Sean Paterson

Personal information
- Full name: Sean Patrick Paterson
- Date of birth: 25 March 1987 (age 38)
- Place of birth: Greenock, Scotland
- Position: Forward

Youth career
- Barrow Celtic
- Holker Old Boys
- Blackpool

Senior career*
- Years: Team / Apps / (Gls)
- 2004–2007: Blackpool / 2 / (0)
- 2005: → Lancaster City (loan) / 6 / (2)
- 2006: → Southport (loan) / 2 / (1)
- 2007: → Southport (loan) / 14 / (3)
- 2007–2009: AFC Fylde / 68 / (49)
- 2009: Lancaster City / 16 / (5)
- 2009: Burscough / 4 / (1)

= Sean Paterson =

Scottish footballer

Sean Paterson (born 25 March 1987 in Greenock, Inverclyde) is a Scottish former professional footballer.

==Career==
Paterson was on the books of Blackpool between 2004 and 2007 and during that time played two league games for the Seasiders, after being top scorer in the reserves for 2 seasons.
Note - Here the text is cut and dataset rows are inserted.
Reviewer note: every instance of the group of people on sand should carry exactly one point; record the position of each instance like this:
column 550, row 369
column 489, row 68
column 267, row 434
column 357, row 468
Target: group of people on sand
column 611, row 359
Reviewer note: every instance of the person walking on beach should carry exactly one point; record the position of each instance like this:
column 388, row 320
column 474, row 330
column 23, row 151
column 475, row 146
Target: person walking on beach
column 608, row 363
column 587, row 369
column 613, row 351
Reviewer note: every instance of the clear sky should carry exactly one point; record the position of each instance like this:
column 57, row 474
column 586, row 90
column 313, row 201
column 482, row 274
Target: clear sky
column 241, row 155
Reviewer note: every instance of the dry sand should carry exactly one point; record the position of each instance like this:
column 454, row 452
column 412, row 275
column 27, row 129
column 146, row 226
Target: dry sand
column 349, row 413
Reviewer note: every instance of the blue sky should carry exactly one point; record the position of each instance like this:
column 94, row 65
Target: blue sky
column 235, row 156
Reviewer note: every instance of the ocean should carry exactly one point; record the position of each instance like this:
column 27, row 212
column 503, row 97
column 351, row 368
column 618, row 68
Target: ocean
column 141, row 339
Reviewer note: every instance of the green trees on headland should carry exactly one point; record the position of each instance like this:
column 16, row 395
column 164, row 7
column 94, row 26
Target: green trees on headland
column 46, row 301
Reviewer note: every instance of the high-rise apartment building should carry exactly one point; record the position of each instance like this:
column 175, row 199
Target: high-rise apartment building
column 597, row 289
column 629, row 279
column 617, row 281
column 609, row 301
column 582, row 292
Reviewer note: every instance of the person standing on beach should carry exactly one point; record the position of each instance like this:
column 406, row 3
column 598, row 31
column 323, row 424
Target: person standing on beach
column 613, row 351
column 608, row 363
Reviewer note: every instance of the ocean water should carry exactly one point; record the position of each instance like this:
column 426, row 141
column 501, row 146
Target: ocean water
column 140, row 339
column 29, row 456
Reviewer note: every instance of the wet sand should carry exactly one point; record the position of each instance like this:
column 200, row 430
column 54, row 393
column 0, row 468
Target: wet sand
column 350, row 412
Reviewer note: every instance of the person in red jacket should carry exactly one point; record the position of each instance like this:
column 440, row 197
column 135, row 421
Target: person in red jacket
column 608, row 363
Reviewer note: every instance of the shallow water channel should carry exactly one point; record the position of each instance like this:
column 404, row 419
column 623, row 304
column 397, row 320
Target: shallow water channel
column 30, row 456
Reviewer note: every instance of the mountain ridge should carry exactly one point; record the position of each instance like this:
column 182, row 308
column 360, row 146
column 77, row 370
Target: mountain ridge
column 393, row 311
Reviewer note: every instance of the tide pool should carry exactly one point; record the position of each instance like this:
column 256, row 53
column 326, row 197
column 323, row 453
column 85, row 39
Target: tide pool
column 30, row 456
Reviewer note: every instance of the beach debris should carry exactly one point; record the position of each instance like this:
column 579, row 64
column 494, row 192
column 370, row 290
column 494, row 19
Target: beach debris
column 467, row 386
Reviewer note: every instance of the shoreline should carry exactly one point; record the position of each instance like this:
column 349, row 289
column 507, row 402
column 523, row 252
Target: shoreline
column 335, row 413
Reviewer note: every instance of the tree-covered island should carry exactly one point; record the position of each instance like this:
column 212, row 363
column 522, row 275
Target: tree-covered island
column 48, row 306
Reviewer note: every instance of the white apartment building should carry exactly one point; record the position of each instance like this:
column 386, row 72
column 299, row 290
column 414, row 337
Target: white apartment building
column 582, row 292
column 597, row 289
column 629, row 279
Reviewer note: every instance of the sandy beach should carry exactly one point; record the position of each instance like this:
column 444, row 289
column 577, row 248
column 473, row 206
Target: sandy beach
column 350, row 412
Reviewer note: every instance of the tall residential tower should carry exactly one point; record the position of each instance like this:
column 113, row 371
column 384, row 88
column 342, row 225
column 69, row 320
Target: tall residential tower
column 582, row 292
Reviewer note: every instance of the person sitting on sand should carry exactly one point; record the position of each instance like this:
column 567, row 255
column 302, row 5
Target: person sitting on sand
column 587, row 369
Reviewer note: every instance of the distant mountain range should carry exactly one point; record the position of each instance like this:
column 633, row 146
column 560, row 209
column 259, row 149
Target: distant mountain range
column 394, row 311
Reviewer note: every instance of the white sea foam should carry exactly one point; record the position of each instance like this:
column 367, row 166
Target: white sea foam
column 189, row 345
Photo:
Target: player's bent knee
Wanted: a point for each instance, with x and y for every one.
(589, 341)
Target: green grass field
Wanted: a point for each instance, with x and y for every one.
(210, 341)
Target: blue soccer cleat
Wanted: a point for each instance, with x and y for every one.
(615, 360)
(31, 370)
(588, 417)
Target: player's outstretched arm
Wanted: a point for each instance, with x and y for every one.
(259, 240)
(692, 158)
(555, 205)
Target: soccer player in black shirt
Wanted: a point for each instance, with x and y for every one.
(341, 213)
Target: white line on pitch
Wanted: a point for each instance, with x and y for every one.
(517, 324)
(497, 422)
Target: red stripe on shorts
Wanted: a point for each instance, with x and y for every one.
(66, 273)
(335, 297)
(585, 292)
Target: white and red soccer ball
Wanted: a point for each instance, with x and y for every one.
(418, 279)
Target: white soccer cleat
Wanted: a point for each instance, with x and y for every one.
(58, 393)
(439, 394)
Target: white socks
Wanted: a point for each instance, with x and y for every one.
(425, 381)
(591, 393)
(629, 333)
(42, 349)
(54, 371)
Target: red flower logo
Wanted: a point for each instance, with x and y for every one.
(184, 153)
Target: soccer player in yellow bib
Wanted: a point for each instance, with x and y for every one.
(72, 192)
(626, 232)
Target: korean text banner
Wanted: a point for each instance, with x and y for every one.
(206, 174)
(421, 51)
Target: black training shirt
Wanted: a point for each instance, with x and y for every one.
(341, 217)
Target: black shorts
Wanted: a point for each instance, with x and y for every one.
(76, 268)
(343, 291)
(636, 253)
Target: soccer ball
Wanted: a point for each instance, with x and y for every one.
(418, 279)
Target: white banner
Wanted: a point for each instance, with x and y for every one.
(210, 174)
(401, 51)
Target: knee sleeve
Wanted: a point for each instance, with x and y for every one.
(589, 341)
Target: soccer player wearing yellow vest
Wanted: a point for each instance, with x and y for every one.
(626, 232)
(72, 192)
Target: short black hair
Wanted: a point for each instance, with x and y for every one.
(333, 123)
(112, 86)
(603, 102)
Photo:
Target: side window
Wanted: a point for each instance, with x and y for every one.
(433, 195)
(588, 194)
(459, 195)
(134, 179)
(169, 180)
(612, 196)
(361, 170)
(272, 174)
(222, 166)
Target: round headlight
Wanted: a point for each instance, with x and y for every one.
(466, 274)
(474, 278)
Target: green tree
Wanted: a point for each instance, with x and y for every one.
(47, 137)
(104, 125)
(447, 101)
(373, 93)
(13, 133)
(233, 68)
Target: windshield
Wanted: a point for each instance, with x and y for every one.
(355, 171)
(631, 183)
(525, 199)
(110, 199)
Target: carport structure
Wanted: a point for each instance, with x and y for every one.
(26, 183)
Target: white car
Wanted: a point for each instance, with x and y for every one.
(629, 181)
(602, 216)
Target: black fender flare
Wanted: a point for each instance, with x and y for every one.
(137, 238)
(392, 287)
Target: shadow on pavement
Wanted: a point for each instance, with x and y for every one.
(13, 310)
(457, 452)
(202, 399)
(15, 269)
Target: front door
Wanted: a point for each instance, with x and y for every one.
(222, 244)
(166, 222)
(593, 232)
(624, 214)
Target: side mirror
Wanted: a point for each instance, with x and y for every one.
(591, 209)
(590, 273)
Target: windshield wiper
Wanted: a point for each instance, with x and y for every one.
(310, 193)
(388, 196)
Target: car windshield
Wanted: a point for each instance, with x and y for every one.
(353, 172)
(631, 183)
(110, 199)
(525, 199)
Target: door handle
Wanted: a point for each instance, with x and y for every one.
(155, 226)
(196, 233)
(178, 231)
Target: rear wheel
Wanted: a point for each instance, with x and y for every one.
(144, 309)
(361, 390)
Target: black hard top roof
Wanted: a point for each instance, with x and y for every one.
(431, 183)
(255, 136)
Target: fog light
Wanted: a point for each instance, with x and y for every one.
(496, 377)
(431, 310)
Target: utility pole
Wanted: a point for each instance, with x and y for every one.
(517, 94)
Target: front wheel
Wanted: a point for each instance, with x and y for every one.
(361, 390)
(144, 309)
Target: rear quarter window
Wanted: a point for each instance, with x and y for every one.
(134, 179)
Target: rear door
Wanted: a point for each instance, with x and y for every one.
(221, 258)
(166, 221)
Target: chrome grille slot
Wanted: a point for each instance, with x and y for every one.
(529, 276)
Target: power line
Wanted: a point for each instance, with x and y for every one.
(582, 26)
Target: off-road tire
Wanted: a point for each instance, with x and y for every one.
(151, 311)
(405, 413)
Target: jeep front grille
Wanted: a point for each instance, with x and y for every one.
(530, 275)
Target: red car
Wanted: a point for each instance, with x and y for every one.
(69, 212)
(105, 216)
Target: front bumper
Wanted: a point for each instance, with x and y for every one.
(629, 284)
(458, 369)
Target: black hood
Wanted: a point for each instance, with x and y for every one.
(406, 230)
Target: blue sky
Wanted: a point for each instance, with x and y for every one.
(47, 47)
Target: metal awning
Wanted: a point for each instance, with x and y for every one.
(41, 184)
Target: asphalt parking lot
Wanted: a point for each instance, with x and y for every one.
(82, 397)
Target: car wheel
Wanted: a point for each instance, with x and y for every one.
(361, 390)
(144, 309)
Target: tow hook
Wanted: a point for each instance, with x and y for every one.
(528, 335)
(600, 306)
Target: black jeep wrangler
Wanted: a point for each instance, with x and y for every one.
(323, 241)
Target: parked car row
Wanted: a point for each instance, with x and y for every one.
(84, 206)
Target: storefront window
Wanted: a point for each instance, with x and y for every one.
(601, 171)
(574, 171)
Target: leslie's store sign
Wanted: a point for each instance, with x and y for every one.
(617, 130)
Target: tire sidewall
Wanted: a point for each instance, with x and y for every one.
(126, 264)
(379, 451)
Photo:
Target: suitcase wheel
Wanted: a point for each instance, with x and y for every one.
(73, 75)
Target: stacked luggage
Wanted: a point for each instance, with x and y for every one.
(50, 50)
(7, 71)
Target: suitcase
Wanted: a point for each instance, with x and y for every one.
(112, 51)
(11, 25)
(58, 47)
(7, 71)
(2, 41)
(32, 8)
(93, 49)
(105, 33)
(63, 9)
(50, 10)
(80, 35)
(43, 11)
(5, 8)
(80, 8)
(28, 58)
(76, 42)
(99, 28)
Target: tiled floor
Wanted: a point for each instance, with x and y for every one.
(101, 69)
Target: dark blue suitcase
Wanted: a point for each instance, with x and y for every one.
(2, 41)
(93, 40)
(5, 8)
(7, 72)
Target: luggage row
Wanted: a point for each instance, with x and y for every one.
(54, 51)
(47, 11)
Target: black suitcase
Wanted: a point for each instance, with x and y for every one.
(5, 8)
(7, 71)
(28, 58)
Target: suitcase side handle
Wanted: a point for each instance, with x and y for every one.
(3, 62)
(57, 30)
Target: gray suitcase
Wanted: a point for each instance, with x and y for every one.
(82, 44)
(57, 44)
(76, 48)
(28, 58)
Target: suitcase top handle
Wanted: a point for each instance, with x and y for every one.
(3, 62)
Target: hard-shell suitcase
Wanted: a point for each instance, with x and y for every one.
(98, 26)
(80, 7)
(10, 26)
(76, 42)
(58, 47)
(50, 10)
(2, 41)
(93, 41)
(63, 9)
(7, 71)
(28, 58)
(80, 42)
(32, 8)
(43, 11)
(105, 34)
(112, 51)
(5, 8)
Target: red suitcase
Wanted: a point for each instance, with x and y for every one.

In 2005, he went on loan to Lancaster City and he also went on loan to Southport, then playing in the Conference National, for one month in October 2006 and again from January to May 2007.

He was released by Blackpool on 31 May 2007 and in July he signed for North West Counties Football League Division Two club, Kirkham & Wesham, which later became AFC Fylde.He was top scorer in his 1st season and also took the Man of the Match award home from Wembley in the FA Vase final against Lowestoft Town on 11 May 2008 in a 2–1 victory.